Psychic powers are a boon to any reporter. So it's good to know that the Associated Press, the dominant wire service in America, has now got someone on staff who's got psychic powers and knows how to use them. Those powers are on full display in their latest dispatch on the National Security Agency.
Here's how the AP story starts off:
NEW YORK (AP) -- The National Security Agency's Internet site has been placing files on visitors' computers that can track their Web surfing activity despite strict federal rules banning most of them.
These files, known as "cookies," disappeared after a privacy activist complained and The Associated Press made inquiries this week, and agency officials acknowledged Wednesday they had made a mistake.
The psychic powers come in to play with the choice of the word "acknowledged." You can only say something has been acknowledged when you know that thing to be true. You can't, for instance, acknowledge that the world is flat.
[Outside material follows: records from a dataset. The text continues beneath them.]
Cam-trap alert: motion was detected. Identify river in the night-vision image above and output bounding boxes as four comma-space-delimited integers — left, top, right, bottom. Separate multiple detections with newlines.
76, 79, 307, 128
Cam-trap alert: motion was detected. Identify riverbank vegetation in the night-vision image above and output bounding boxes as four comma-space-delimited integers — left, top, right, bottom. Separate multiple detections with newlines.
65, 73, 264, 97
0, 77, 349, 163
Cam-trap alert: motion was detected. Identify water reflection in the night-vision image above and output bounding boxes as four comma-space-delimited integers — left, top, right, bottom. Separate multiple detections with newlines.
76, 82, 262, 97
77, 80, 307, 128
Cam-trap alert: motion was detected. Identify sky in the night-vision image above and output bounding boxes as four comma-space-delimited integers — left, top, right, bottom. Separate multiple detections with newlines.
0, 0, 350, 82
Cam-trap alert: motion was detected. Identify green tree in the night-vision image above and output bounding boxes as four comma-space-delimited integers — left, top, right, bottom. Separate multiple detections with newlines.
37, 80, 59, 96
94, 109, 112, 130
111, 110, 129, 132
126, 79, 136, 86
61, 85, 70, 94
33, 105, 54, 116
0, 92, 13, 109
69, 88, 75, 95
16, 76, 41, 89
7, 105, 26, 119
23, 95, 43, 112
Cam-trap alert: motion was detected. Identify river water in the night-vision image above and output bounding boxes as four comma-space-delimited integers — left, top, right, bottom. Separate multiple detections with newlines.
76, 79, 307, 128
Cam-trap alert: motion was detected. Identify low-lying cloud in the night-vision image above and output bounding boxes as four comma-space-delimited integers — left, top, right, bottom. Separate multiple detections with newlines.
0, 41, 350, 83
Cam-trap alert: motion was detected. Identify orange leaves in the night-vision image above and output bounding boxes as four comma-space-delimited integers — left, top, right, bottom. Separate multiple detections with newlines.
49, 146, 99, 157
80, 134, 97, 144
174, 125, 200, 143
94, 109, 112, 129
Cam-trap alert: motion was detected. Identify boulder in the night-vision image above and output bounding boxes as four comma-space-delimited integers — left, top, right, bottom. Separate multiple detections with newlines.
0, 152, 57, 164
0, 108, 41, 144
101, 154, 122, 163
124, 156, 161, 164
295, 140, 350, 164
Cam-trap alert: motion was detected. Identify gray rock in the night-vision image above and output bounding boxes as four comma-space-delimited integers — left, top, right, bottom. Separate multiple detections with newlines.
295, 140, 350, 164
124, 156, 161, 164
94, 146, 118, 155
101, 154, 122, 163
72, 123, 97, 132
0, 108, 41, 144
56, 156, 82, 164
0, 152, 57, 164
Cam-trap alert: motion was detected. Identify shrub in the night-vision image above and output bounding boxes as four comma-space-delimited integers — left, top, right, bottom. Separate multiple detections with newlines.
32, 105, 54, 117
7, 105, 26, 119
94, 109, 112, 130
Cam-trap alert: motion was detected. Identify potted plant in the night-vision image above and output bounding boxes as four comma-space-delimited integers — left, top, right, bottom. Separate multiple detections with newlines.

So for the AP to say that the NSA "acknowledged" that it made a mistake in utilizing computer technology that allows it to track the usage of visitors to its site means that the AP somehow knows this actually was a mistake.
Now, the AP might, in its modesty, claim that it doesn't know due to psychic abilities, but due to statements from the NSA. That would be just silly, however. Because any first-year journalism student (and, really, it shouldn't take much longer than that) knows that just because someone tells you something -- particularly something that's to their benefit -- doesn't mean it's true.
That's why reporters often use such technical language as: "Said," or "claimed." The fact that the AP chose not to use such journalistic jargon in this case leaves only two conclusions: That the AP chose to trust the secretive spy agency or that the AP has psychic powers.
Obviously, in this climate -- in which we see one story after another of the government trying to maintain secrecy about its surveillance and other activities -- no responsible journalist will simply take the word of a spokesman paid to protect the reputation of a secretive spy agency. Which means the AP must, therefore, have psychic powers.